The forex market is one of the largest trading markets in the world; in which one currency is traded for another.
It’s a realm with many levels of access, which depends on how powerful a player you are in the market. A small percentage of large scale businesses use the market for its intended purposes, to exchange currency to pay for services and materials as well as the salaries of workers who live in other countries. The remaining majority perform transactions purely to earn a profit.
Interbank deals account 51% of all transactions. In this upper tier, everyone is in the loop on how the market will flow. Mutual funds, pensions and insurance companies make up the second tier. As levels decrease so do the available capital and buying power within the market. These hedge funds have had an increased impact on the forex market since 2001. Central banks can also step in when needed to regulate the value of their currency and assist in economic matters.
Before one takes the leap into running a fully-fledged Forex Trading Enterprise, one must be aware that forex trading is not your run of the mill business. It is considered one of the most unregulated markets in the world. There are no authorities to govern procedures and no mediating bodies to intervene in case of disputes between buyers and sellers. Almost every transaction is performed with the click of a button.

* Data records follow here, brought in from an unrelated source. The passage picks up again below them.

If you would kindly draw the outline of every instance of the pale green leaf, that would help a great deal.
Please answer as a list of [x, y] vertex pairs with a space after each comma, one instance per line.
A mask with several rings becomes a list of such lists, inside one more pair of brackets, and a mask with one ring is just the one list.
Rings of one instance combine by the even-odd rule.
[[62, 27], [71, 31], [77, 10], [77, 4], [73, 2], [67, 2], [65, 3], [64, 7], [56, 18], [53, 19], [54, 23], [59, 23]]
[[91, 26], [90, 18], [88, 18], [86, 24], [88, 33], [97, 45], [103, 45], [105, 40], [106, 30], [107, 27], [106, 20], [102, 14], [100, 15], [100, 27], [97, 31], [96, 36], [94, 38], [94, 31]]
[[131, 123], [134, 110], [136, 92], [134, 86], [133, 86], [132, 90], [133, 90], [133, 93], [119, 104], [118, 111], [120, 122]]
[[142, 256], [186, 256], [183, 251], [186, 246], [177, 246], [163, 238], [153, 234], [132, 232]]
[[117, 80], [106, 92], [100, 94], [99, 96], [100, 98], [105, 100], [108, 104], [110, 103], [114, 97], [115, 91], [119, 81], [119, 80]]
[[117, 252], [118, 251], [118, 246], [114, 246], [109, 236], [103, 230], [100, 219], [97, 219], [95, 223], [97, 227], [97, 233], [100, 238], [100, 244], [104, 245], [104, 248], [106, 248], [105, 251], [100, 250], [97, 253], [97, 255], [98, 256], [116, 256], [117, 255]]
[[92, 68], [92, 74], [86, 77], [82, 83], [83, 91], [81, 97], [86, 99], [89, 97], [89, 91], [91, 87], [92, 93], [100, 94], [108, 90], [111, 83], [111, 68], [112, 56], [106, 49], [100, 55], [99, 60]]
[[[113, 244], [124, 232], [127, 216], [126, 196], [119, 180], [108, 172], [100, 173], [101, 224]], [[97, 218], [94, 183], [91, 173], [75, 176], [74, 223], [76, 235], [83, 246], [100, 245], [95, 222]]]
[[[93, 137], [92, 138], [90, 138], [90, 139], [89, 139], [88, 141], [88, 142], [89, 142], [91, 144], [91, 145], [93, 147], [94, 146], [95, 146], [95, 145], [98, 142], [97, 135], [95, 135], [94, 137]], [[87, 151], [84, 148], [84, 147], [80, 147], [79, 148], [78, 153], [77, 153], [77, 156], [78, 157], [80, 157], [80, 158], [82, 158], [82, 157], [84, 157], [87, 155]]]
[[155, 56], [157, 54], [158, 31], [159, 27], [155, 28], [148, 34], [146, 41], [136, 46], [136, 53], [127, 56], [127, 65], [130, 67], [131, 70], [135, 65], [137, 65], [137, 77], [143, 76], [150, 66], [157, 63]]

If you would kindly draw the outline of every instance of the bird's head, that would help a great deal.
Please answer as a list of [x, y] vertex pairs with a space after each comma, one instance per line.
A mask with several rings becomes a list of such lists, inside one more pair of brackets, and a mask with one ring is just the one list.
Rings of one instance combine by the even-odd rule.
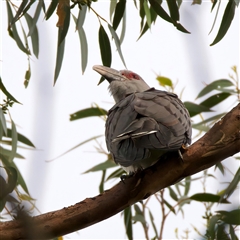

The popularity of the internet has opened forex trading as a business option to the public. It was previously an area in which businesses such as hedge funds, banking institutions and large-scale corporations were only able to flex their muscle.
Vast technological improvements, at the onset of the 21st century, removed the veils of mystery to reveal a foreign exchange market that can alarmingly be likened to the Wild West. There are no punishments against insider trading, most big deals come from knowledge gained from close government sources. Unlike futures trading, there is no upper limit as to how much currency you can purchase if you have the capital to back up your deal. It is also the most accessible market in the world as it online 24 hours for every working day.
This seemingly less regulated market along with the prospect of making millions in mere seconds makes trading in Forex a lucrative business. In this article we will overview exactly how to start a profitable online forex business.
Research is the key. The obvious first step would be to arm yourself with knowledge, especially to the specific lingo related to forex. While forex markets appear to trade similarly to Equity markets, there are key differences.
There is no over the counter trade, meaning there is no universal single exchange rate for any currency pair, as trading continues for 24 hours. When the Asian markets closes, European markets are in the middle of their day of trades, while their American counterparts are opening their trading day.
Like any market there is a ‘spread’, which is the difference between the buying and selling price. These differences are abbreviated as XXX/YYY for example USD/EUR. Changes in the differences between buying and selling prices are measured in pips, a term unique to forex trading. It measures changes in prices to the fourth decimal place, since the values of currencies usually do not register large scale changes in such short spaces of time.
Since losses to an inexperienced trader can be quite pronounced, it’s better to gain experience by trading with a practice account. There are many legitimate trading platforms which offer this service for a small minimal fee or even for free.
The amount of capital you have at your disposal determines the type of leverage you require. If you have limited capital available, one would require the use of a broker who leverages the amount of your bid. This is because the profits gained in trading currencies are usually between 3 to 20 pips, an infinitesimally small fraction of a cent. Leverage means that for example for every dollar you bid your broker backs you up with 100 dollars more, thereby increasing your profit margin but also increasing your risk factor should you make a loss. Traders with less capital are offered smaller accounts with minimum balances of around $250.
Once you have gained sufficient experience, it’s important to decide on a market strategy, one which hones in your basic skills and utilizes your trading confidence while minimizing risk. This will ensure a successful endeavour through superior skill development.
Risk taking is essential in any business, but taking too many risks in forex trading can result in huge and often unnecessary losses. The best way to avoid this is practice trading with a level and cool head.
Remember every forex trade should be a calculated decision and not a blind gamble; one has to analyse all the information related to country whose currency you are trading in. There are many indicators which traders use to determine the projected prices of currencies such as:
• Non-Farm Payrolls
• Purchasing Managers Index (PMI)
• Consumer Price Index (CPI)
• Retail Sales
• Durable Goods
One should also pay close attention to current affairs. Meetings and conferences at national or international levels, as well as even tiny changes in position of the monetary regulators such as the Federal Reserve or the IMF are very important.
Apart from analysis of the media, one must develop a significant skill in technical analysis. Which involves an above average understanding of mathematical concepts such as:
• The Elliott Waves
• Fibonacci studies
• Parabolic SAR
• Pivot points
A useful tip for beginners in the business is to trade alongside the trend and accumulate smaller profits over a longer time rather than take uncalculated risks to ‘get rich quick’. Treating your forex trading as a business means considering all areas of cost which eat into your profit. Some of these factors include:

• Losing trades
• Broker spreads or commissions
• Computer (hardware)
• Software
These are the major running costs of any online Forex business. The key to running a successful Forex Business is consistent and disciplined thinking and behavior.